Ground zero is the gaming division, which garners more than a third of its revenues. Here Tencent has run into trouble with regulators, which haven’t approved a new game since March on fears about addiction, especially among younger players.
That is putting more of the onus on WeChat, China’s dominant social networking app, where Tencent wants a better return from the data it collects from more than a billion users.
This is a trend we discussed in last week’s review of AI Superpowers, Lee Kai-fu’s new book on how artificial intelligence is reshaping the commercial landscape (see WiC426). Tencent also wants to deploy data in a more productive way by combining its consumer reach with breakthroughs involving its business customers. Hence Pony Ma, the company’s boss, is promising to “bring consumers and industrial data users together” and he has freed up access to the tech conglomerate’s own AI platform to third-party developers, in the hope of spurring new ideas for products and services.
In the past Tencent profited from an “internal horse racing” mentality that gave its business units the freedom to champion their own ideas for new products, explains Sina Finance. One of the drawbacks was that much of its data got fragmented among competing units. The overhaul is set to sacrifice some of this freewheeling style in favour of a more consolidated, centralised approach.

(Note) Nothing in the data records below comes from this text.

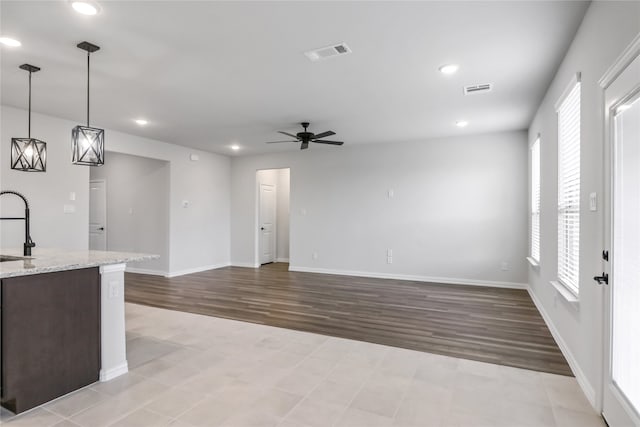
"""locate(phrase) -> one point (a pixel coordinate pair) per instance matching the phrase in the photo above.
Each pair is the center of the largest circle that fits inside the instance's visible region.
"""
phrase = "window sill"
(566, 293)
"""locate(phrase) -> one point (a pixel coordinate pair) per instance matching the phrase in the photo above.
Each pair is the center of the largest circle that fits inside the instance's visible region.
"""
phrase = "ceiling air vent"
(473, 89)
(328, 52)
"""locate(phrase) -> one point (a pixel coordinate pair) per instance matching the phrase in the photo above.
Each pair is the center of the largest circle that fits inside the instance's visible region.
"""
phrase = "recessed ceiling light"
(85, 7)
(8, 41)
(623, 107)
(448, 68)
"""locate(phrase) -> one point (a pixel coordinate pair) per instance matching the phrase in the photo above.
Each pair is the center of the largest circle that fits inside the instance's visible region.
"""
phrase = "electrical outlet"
(114, 290)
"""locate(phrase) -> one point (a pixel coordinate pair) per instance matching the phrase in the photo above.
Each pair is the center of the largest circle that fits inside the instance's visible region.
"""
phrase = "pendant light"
(29, 154)
(87, 143)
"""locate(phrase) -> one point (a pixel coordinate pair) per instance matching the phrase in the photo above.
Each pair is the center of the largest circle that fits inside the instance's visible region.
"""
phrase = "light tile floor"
(188, 370)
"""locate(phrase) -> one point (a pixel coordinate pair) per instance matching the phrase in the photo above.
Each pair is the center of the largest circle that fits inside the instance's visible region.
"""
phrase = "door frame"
(275, 223)
(628, 56)
(104, 182)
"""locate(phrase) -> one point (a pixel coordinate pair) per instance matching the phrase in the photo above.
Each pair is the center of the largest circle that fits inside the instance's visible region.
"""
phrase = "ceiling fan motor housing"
(305, 135)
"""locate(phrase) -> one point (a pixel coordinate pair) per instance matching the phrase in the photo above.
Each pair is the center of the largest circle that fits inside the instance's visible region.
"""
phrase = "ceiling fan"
(306, 137)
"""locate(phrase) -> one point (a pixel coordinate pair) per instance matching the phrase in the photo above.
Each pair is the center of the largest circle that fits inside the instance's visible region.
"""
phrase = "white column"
(112, 328)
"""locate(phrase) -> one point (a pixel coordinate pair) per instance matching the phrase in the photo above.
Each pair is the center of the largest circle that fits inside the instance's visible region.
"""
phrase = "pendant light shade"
(29, 154)
(87, 143)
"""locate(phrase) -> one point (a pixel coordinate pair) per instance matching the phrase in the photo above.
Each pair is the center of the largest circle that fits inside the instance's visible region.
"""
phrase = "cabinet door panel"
(50, 336)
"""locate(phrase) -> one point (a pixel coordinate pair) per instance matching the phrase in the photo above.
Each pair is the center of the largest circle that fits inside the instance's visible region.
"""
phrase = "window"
(568, 109)
(535, 201)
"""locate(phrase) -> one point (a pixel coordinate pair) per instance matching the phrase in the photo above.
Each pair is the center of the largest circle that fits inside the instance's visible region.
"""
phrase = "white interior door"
(97, 215)
(267, 222)
(621, 403)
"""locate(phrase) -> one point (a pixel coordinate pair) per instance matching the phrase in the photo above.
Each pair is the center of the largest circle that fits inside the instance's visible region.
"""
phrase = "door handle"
(602, 279)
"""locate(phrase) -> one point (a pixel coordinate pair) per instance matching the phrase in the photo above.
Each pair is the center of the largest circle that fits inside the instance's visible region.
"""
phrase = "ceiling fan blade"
(288, 134)
(330, 142)
(324, 134)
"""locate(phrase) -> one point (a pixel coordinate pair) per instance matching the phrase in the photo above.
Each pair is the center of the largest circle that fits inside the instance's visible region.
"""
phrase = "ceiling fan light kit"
(305, 137)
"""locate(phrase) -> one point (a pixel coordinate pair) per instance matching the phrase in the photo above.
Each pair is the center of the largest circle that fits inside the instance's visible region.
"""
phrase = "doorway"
(621, 396)
(136, 190)
(272, 216)
(97, 215)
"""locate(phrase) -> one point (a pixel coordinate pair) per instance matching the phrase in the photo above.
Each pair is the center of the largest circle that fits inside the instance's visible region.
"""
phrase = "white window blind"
(535, 200)
(569, 187)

Along similar lines on Sunday, Tencent announced a new team to coordinate its research efforts on a companywide basis, focusing on areas like AI and quantum computing.
The refocusing on R&D may mean that Tencent turns more inward. That may means its M&A team is less active going forward (it has bought around 600 stakes in other companies). That will please some of its critics, who complain that the investments have been somewhat scattergun and that it should be doing more to bolster its core businesses and rekindle the innovative spirit that created WeChat.
Prior to Sunday’s announcement the deals had flowed. Tencent was a buyer in 31 fundraisings worth $100 million or more in the first eight months of this year, according to CB Insights, a market intelligence provider. That cemented its status as the top investor in Chinese unicorns – tech firms valued at more than $1 billion – with stakes in more than a quarter of these companies.
Back in August, CB Insights also calculated that 12 of Tencent’s punts had gone public since the start of the previous year, giving it an aggregate stake worth more than $20 billion at the time of listing.
The market debuts have kept on coming since then: there was a huge IPO for the delivery giant Meituan last month in Hong Kong and this week Tencent filed for an IPO for its music unit in New York, wanting a valuation of about $25 billion.
Meanwhile its new Cloud and Smart Industries Group could also benefit from some of its investment holdings. In areas like smart retail, for instance, they could help with the transition into enterprise solutions, with investees persuaded to partner with their patron.